Helge Ingstad grew up in Bergen, Norway, trained to become a lawyer and did, but luckily for us, he gave it up after only four years. Ingstad loved the outdoors and the call of the wild was too strong to resist – in 1926, he sold his practice and took off for Canada. He spent the next three years in the Northwest Territories as a trapper, living much of the time with Native Americans known as the Caribou Eaters.
When he returned to Norway he wrote about his adventures in a book called Trapper Life and thus a pattern was set – he would take off for little-known parts of the world and write about it when he got back home. He married archeologist Anne Stine and together they traveled and explored – Greenland, Alaska, Mexico and again to Canada.

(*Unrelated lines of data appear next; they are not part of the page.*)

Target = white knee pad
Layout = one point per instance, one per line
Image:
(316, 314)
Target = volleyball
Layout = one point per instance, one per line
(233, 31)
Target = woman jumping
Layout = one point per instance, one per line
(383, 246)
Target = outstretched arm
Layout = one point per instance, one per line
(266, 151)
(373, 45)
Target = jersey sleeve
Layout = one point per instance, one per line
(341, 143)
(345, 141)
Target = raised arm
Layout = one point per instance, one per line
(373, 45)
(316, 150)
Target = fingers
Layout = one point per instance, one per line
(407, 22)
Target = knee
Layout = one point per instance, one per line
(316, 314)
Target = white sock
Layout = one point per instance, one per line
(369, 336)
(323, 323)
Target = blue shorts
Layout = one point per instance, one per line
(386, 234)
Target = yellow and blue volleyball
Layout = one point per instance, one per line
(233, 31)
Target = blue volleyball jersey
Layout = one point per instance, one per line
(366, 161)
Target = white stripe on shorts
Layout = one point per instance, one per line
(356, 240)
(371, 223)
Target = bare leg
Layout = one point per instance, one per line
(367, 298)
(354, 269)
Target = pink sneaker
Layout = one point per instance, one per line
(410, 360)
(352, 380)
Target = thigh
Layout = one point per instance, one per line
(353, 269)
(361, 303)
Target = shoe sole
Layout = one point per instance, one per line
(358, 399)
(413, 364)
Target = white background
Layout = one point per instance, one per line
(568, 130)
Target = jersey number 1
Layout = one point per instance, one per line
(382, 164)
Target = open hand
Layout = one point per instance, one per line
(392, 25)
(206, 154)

In 1960, Helge and Anne Ingstad discovered and explored L’Anse aux Meadows (Jellyfish Cove), still the only known pre-Colombian trans-oceanic settlement in North America and the only North American Viking settlement ever found. The Ingstads conducted seven excavations of the site, reburying it each time to protect it. It is now a UNESCO World Heritage Site.
But perhaps even more important was what took place after WWII, when Helge spent time in the Brooks Range of Alaska with the Nunamiut Eskimos. He collected cultural data – enough to write Nunamiut – Inland Eskimos of Alaska – but he also took photos and sound recordings of 141 songs. When he got the material ready for publication in the late Nineties, its value was clear – much of the music he had collected forty years earlier had been lost to the tribe.
Ingstad, who was born on this date in 1899, died in 2001. Five years later, at the request of the Nunamiut, a peak in the Brooks Range was designated Ingstad Mountain by the US Government.